Multi-file edits — propose changes across files, applied with a diff review (Cursor composer, Claude Code in plan mode).
Agentic coding — the model navigates the repo, runs tests, iterates on failures, and lands a change largely on its own (Claude Code, Devin, Cline).

Each level requires more capability and more guardrails.

What Makes a Good Code Assistant

Codebase awareness. The model sees relevant context — the function being called, the type definition, the caller — not just the cursor area.
Tool use. Search, file reading, test execution, type checking, lint. The model that runs the tests is much more useful than the one that just guesses.
Tight feedback loops. Type errors, test failures, and lint output go straight back into the model's context.
Diff-first interaction. Show the user a diff, not a wall of code. Diffs are how engineers think about change.

Retrieval for Code

Code retrieval has its own quirks:

Symbol-aware indexing. Treat function and class definitions as first-class units, not arbitrary chunks.
Hybrid retrieval. Embeddings for semantic ("auth flow"), exact match for identifiers (getCurrentUser).
Graph awareness. Following imports and call sites often beats pure similarity search.

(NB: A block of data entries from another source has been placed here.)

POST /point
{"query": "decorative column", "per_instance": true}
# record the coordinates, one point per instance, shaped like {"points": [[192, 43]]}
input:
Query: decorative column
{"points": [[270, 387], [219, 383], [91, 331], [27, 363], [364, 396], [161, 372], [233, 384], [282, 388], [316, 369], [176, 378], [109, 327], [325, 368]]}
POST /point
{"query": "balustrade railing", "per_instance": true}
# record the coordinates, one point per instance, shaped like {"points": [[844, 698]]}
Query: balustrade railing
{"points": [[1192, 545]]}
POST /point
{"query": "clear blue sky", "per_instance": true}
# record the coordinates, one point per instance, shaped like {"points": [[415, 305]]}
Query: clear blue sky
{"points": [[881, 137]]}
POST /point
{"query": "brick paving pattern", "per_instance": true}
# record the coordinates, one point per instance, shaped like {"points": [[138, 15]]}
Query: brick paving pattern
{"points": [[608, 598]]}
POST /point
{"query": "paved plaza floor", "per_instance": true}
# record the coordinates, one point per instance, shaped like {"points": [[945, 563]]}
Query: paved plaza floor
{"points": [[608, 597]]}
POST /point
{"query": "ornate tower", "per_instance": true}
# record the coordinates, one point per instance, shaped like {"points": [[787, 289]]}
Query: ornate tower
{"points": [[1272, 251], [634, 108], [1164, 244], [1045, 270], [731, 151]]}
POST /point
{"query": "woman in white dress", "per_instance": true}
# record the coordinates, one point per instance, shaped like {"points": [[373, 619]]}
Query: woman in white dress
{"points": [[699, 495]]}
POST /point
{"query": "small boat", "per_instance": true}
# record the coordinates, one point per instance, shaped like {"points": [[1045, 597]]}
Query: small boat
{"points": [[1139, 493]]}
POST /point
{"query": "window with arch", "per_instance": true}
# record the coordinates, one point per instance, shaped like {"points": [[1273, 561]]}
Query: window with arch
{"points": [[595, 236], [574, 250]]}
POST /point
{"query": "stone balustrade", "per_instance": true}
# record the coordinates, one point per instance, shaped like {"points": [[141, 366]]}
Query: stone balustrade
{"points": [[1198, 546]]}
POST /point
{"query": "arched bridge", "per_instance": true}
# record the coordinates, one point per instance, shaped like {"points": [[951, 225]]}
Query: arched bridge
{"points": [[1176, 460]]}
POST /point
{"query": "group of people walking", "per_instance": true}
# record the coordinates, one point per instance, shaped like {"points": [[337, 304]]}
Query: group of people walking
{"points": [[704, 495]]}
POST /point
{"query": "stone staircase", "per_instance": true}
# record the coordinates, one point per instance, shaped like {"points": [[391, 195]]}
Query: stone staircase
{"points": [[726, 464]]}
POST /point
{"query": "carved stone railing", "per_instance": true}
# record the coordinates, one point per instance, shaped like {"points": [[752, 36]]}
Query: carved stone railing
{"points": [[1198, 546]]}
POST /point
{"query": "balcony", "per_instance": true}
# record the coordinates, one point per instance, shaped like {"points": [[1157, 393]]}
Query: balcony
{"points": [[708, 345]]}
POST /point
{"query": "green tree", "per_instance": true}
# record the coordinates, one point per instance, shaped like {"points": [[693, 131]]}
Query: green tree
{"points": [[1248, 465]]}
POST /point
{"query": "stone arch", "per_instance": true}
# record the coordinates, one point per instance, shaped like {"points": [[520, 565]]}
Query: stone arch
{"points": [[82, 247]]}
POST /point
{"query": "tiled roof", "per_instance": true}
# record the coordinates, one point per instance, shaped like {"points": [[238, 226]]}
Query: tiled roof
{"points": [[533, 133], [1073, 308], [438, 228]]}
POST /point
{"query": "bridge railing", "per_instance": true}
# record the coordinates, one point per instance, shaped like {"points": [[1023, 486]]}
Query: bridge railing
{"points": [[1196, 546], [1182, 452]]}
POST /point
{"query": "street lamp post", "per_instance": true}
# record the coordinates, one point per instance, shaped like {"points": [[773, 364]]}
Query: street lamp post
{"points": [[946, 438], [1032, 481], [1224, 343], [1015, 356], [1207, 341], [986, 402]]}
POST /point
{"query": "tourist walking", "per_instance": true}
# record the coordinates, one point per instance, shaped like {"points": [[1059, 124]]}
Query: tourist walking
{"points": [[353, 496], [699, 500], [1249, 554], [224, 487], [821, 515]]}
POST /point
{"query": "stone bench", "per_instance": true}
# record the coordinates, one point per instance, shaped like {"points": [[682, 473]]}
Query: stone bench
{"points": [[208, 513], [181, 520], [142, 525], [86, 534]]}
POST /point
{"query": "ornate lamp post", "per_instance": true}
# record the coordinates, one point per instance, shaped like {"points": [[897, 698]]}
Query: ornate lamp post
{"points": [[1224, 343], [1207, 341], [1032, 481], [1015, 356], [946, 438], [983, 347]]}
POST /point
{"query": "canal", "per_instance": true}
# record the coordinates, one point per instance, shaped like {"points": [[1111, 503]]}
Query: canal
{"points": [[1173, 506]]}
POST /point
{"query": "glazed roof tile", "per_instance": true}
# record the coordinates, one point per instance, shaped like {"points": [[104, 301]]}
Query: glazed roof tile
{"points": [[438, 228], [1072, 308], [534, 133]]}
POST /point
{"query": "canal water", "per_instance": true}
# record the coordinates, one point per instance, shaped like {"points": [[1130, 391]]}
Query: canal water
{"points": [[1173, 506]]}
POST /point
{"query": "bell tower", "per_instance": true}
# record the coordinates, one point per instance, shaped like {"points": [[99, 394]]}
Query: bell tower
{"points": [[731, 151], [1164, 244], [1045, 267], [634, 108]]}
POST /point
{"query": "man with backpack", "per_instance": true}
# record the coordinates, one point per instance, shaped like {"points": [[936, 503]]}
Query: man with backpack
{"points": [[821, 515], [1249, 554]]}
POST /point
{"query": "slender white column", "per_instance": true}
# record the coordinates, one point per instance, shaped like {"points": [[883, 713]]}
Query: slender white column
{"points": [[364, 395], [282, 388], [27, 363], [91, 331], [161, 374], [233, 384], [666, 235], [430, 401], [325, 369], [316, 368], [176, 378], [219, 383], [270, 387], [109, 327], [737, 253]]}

Verification Closes the Loop

Code is one of the few domains where verification is cheap: tests, type checkers, linters, builds. The most reliable agents lean on this hard:

Make a change.
Run the relevant verifier.
Read the failure and try again.

This is why coding agents have advanced faster than agents in many other domains — the environment provides ground truth.

Common Failure Modes

Hallucinated APIs. Functions, methods, or imports that don't exist. Mitigate with retrieval and verification.
Style drift. Generated code that doesn't match the project's conventions.
Surface-level fixes. Patching a symptom rather than the root cause.
Spec drift. The model loses track of what the user actually asked for in long sessions.

Where the Frontier Is

Today's frontier is long-horizon work: agents that take a vague ticket, propose a plan, implement across many files over hours, run the tests, and open a reviewable PR. The bottlenecks are evaluation, planning over long contexts, and human trust in autonomous changes — not raw code generation quality.